A movie log formerly known as Bookishness / By Charles Matthews

"Dazzled by so many and such marvelous inventions, the people of Macondo ... became indignant over the living images that the prosperous merchant Bruno Crespi projected in the theater with the lion-head ticket windows, for a character who had died and was buried in one film and for whose misfortune tears had been shed would reappear alive and transformed into an Arab in the next one. The audience, who had paid two cents apiece to share the difficulties of the actors, would not tolerate that outlandish fraud and they broke up the seats. The mayor, at the urging of Bruno Crespi, explained in a proclamation that the cinema was a machine of illusions that did not merit the emotional outbursts of the audience.
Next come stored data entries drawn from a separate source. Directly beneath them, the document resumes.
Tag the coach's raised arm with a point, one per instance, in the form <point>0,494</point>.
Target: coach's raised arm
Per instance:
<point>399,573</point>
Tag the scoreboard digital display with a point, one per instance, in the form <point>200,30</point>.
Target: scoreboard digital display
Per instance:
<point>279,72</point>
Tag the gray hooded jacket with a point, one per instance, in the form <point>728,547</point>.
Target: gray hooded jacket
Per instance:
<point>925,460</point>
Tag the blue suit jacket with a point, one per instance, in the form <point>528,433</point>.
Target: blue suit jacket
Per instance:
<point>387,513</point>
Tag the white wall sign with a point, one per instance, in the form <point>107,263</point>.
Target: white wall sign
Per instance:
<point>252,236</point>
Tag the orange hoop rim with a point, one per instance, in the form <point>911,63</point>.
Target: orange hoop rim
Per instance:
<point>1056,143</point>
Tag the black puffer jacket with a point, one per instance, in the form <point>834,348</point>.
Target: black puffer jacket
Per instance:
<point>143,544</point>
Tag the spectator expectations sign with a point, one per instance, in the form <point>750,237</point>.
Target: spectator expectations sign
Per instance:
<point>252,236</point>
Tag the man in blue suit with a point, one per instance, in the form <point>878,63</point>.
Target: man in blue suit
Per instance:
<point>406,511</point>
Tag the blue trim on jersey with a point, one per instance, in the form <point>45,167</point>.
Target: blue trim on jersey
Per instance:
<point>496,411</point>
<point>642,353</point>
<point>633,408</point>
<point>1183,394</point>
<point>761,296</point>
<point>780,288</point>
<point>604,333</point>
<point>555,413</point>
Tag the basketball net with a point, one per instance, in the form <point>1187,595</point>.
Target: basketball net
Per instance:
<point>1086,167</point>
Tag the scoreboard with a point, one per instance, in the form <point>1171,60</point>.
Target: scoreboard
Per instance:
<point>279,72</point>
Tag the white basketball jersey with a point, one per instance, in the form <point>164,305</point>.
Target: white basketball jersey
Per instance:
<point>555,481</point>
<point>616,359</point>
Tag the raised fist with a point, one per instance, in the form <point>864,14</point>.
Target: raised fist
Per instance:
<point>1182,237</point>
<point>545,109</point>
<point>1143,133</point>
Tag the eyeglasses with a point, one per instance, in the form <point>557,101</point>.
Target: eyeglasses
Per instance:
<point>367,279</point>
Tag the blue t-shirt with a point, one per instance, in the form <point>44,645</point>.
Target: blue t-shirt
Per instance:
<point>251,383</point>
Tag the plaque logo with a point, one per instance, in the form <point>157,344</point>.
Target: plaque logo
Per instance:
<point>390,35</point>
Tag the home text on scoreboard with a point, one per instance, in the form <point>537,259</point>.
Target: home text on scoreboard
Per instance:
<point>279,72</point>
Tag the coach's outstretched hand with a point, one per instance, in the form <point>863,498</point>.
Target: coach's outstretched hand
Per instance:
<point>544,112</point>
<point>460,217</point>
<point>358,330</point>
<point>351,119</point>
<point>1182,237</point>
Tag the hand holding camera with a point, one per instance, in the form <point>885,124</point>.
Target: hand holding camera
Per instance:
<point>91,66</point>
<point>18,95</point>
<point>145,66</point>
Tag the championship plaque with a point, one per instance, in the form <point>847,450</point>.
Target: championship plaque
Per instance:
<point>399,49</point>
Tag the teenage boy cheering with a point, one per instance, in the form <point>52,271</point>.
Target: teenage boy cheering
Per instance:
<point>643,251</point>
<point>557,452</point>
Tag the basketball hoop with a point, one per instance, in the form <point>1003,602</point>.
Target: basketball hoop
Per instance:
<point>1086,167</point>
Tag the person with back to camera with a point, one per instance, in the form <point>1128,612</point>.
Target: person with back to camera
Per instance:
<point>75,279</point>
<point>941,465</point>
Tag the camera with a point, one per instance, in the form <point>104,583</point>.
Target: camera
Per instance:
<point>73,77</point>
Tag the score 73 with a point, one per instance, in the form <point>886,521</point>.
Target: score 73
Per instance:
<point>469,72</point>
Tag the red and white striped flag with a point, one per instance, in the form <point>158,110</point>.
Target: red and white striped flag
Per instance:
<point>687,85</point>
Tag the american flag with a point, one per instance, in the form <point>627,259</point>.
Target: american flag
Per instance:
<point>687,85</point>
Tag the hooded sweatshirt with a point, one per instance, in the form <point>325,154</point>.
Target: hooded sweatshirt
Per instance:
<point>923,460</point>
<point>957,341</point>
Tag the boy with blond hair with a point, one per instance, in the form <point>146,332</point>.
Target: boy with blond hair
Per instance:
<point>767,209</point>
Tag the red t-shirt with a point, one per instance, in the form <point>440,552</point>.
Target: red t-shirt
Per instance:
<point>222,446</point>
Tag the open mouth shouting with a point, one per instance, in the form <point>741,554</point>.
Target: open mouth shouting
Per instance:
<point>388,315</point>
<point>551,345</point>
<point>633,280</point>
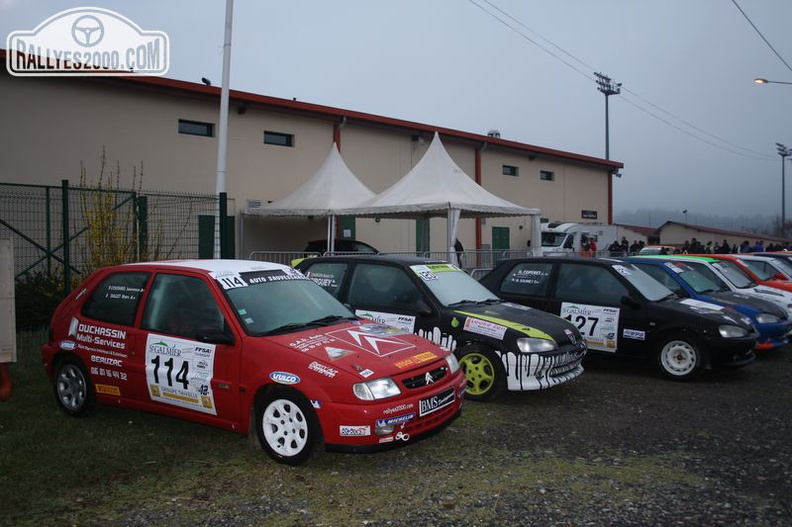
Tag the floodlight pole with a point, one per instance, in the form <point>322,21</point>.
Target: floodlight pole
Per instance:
<point>222,131</point>
<point>784,152</point>
<point>607,87</point>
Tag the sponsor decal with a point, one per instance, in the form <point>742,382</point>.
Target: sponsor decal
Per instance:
<point>674,267</point>
<point>634,334</point>
<point>323,280</point>
<point>416,359</point>
<point>700,305</point>
<point>104,337</point>
<point>354,431</point>
<point>400,408</point>
<point>404,322</point>
<point>108,361</point>
<point>622,270</point>
<point>106,389</point>
<point>397,420</point>
<point>322,369</point>
<point>67,345</point>
<point>367,338</point>
<point>516,326</point>
<point>310,342</point>
<point>107,372</point>
<point>484,327</point>
<point>337,353</point>
<point>87,41</point>
<point>282,377</point>
<point>435,402</point>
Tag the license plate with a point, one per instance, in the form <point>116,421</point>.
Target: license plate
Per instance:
<point>435,402</point>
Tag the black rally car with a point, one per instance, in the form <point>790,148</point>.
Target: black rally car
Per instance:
<point>499,344</point>
<point>623,311</point>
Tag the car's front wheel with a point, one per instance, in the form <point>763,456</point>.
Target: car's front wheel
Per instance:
<point>287,426</point>
<point>73,388</point>
<point>680,357</point>
<point>486,378</point>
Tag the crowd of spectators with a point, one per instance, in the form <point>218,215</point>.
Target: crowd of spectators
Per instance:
<point>693,246</point>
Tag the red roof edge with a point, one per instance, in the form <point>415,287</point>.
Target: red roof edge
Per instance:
<point>287,104</point>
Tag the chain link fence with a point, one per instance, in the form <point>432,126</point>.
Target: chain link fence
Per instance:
<point>60,234</point>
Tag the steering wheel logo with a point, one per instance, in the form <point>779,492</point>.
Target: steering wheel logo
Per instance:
<point>87,31</point>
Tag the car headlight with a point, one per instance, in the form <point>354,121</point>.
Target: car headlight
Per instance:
<point>376,389</point>
<point>732,332</point>
<point>767,318</point>
<point>534,345</point>
<point>453,364</point>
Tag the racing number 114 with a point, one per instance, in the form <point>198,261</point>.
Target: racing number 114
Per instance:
<point>181,375</point>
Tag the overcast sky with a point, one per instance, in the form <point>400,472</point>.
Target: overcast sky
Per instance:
<point>692,129</point>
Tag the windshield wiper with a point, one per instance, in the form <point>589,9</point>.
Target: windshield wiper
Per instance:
<point>291,326</point>
<point>330,319</point>
<point>460,302</point>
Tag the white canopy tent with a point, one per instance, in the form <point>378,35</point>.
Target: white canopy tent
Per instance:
<point>332,187</point>
<point>436,186</point>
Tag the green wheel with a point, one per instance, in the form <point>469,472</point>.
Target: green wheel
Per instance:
<point>486,378</point>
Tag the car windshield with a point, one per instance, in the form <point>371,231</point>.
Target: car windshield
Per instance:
<point>699,277</point>
<point>762,269</point>
<point>783,265</point>
<point>269,302</point>
<point>452,286</point>
<point>732,272</point>
<point>650,288</point>
<point>552,239</point>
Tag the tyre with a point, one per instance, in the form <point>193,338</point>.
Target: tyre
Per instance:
<point>679,357</point>
<point>287,426</point>
<point>73,389</point>
<point>486,378</point>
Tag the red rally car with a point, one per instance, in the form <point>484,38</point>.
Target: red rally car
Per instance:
<point>235,344</point>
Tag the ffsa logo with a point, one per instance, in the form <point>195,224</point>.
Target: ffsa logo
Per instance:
<point>87,41</point>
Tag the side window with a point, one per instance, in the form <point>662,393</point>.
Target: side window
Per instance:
<point>382,286</point>
<point>329,276</point>
<point>181,305</point>
<point>663,277</point>
<point>116,299</point>
<point>589,284</point>
<point>528,279</point>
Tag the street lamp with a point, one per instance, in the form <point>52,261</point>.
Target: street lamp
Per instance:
<point>765,81</point>
<point>608,87</point>
<point>784,152</point>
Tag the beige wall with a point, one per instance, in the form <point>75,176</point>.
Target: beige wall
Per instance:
<point>50,125</point>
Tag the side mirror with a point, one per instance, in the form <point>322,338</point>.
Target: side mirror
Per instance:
<point>630,302</point>
<point>422,308</point>
<point>214,336</point>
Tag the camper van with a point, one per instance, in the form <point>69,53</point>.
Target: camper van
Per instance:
<point>563,239</point>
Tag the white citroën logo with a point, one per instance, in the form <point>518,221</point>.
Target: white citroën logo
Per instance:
<point>88,31</point>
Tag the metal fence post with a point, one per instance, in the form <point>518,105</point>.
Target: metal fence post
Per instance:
<point>223,225</point>
<point>142,214</point>
<point>66,237</point>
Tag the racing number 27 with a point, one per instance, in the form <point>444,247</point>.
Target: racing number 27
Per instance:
<point>181,375</point>
<point>585,325</point>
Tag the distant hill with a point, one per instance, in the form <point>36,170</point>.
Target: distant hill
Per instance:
<point>656,217</point>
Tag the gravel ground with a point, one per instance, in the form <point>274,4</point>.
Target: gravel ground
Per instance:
<point>618,446</point>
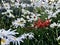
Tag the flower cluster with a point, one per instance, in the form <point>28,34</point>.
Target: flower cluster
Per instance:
<point>8,36</point>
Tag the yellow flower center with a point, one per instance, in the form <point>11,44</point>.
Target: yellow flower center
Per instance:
<point>20,22</point>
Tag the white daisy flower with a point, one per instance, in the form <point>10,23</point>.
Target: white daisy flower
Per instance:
<point>5,41</point>
<point>19,22</point>
<point>5,33</point>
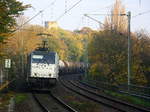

With that discouraging explanation many ... decided not to return to the movies, considering that they already had too many troubles of their own to weep over the acted-out misfortunes of imaginary beings."
--Gabriel García Márquez, One Hundred Years of Solitude

Thursday, May 6, 2010

Poem of the Day: Ernest Dowson

Non sum qualis eram bonae sub regno Cynarae

Last night, ah, yesternight, betwixt her lips and mine 
There fell thy shadow, Cynara! thy breath was shed 
Upon my soul begtween the kisses and the wine; 
And I was desolate and sick of an old passion,
     Yea, I was desolate and bowed my head; 
I have been faithful to thee, Cynara! in my fashion. 

All night upon mine heart I felt her warm heart beat, 
Night-long within mine arms in love and sleep she lay; 
Surely the kisses of her bought red mouth were sweet; 
But I was desolate and sick of an old passion, 
     When I awoke and found the dawn was gray; 
I have been faithful to thee, Cynara! in my fashion. 

I have forgot much, Cynara! gone with the wind, 
Flung roses, roses riotously with the throng, 
Dancing, to put thy pale, lost lilies out of mind; 
But I was desolate and sick of an old passion, 
     Yea, all the time, because the dance was long: 
I have been faithful to thee, Cynara! in my fashion. 

I cried for madder music and for stronger wine 
But when the feast is finished and the lamps expire, 
Then falls thy shadow, Cynara! the night is thine; 
And I am desolate and sick of an old passion, 
     Yea hungry for the lips of my desire: 
I have been faithful to thee, Cynara! in my fashion.
--Ernest Dowson 

What is there to say about a poet whose two most famous poems are famous for having given titles to works more famous than the poems themselves? In this case, a certain novel by Margaret Mitchell and a song by Cole Porter. The other one is in a poem called "Vitae summa brevis spem nos vetat incohare longam." The titles of both poems come from Horace's odes: This one means "I am not what I was under the reign of the good Cynara."